La troisième interprétation souligne les objectifs stratégiques plus larges que pourrait viser la Chine, et l’idée d’un signal émis envers l’Inde et la communauté internationale, en conformité avec la logique de puissance qui sous-tend la politique extérieure chinoise. Les griefs de Pékin contre l’Inde de Modi sont nombreux. Ils portent sur le rapprochement indien avec un front Indo-Pacifique qui se met en place autour des États-Unis, de l’Australie et du Japon, et avec le soutien de la France, afin de contrer l’influence grandissante de la Chine dans cet espace, via son effort débridé de construction d’une puissance navale et l’expansion de sa présence économique. Le principal déterminant des actions de la Chine serait alors d’agir sur l’équilibre des puissances, tel qu’il s’exprime au révélateur d’un conflit particulier aux yeux du monde entier.

Xi Jinping a déclaré que "les grandes étapes de l’histoire ont toutes été franchies après des catastrophes majeures". Cela suggère qu’il perçoit le Covid-19 comme une opportunité stratégique.

En mai, Xi Jinping a déclaré que "les grandes étapes de l’histoire ont toutes été franchies après des catastrophes majeures". Cela suggère qu’il perçoit le Covid-19 comme une opportunité stratégique pour accélérer l’agenda annoncé lors du 19e Congrès du Parti communiste de 2017 – pour reprendre ses termes, la "nouvelle ère" d’une Chine "leader global en matière de puissance et d’influence internationale". Imposer des bras de fer sert cet objectif, si ceux-ci aboutissent à ce que la Chine projette l’image d’une victoire politique acquise grâce à sa puissance militaire.

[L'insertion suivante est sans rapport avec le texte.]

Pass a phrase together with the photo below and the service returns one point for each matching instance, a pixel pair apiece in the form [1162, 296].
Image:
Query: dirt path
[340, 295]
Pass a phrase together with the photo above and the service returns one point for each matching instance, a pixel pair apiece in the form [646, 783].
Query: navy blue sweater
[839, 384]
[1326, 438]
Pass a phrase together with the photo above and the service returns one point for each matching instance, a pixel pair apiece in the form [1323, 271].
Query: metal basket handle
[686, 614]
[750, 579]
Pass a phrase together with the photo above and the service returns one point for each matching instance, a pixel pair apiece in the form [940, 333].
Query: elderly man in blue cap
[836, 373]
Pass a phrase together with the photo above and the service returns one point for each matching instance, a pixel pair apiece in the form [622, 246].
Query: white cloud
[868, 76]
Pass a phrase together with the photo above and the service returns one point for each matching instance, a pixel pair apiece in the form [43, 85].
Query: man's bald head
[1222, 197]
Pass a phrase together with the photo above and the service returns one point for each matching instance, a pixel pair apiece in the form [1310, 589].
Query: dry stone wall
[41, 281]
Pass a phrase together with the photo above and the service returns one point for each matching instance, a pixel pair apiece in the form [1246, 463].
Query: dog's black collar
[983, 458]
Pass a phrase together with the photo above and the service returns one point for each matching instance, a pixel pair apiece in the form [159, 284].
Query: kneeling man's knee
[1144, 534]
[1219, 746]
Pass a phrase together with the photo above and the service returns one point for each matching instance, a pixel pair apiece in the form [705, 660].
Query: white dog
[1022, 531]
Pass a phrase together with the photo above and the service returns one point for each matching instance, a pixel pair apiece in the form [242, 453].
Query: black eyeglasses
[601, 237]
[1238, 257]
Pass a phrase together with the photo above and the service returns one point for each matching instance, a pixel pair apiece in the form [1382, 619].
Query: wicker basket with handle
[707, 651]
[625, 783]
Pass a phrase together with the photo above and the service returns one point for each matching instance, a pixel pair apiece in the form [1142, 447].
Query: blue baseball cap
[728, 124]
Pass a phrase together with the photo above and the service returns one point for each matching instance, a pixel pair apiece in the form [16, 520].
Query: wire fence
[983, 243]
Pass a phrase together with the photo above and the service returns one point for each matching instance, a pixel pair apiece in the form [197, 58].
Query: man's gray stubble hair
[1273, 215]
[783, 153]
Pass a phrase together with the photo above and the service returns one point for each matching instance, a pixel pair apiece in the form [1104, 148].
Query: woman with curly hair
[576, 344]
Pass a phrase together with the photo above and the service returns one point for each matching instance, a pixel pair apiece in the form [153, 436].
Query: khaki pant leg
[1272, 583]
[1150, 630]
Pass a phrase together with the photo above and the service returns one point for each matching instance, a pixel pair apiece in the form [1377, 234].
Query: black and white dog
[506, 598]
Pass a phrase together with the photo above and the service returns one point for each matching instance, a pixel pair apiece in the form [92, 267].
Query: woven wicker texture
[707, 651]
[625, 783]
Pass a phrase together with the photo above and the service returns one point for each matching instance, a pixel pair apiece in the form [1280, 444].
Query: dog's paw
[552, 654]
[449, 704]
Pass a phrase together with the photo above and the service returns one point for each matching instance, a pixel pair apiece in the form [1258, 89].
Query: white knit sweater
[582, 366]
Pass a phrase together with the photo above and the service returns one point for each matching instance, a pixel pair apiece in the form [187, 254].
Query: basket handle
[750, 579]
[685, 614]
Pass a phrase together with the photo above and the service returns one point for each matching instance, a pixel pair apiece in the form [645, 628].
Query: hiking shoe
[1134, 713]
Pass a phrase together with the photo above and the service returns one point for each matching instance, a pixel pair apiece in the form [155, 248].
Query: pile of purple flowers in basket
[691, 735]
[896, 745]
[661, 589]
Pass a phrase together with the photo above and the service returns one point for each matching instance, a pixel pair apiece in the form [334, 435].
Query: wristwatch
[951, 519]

Qu’est-ce qui, vu de Pékin, constituerait un succès à l’issue de cette crise ? Étendre le contrôle territorial chinois de quelques dizaines de kilomètres carrés au prix de tensions récurrentes et d’un coût d’image peut sembler une victoire à la Pyrrhus, mais les patrouilles régulières des garde-côtes chinois dans les eaux territoriales des îles Senkaku depuis 2012 sont précisément conçues à Pékin comme une avancée des intérêts chinois. La démonstration de la détermination de la Chine à infliger des pertes humaines militaires dans des conflits de souveraineté est un message dont la portée dépasse le conflit sino-indien. Un tel signal est communiqué avec un risque moindre que si ce coût était imposé à un pays allié des États-Unis ou à Taiwan. Une fois ce message communiqué, la Chine n’a aucun intérêt évident à une poursuite de l’escalade car le centre de gravité de sa géopolitique demeure en Asie orientale, où la pression américaine est la plus forte. En revanche, il est possible qu’elle puisse accepter une conflictualité limitée persistante le long de la frontière, mal contenue par d’insuffisantes mesures de confiance, sans coût trop important sur ses relations internationales. Cette option chinoise de l’inertie place l’exécutif indien dans la position désagréable de devoir chercher une issue sous forte pression médiatique.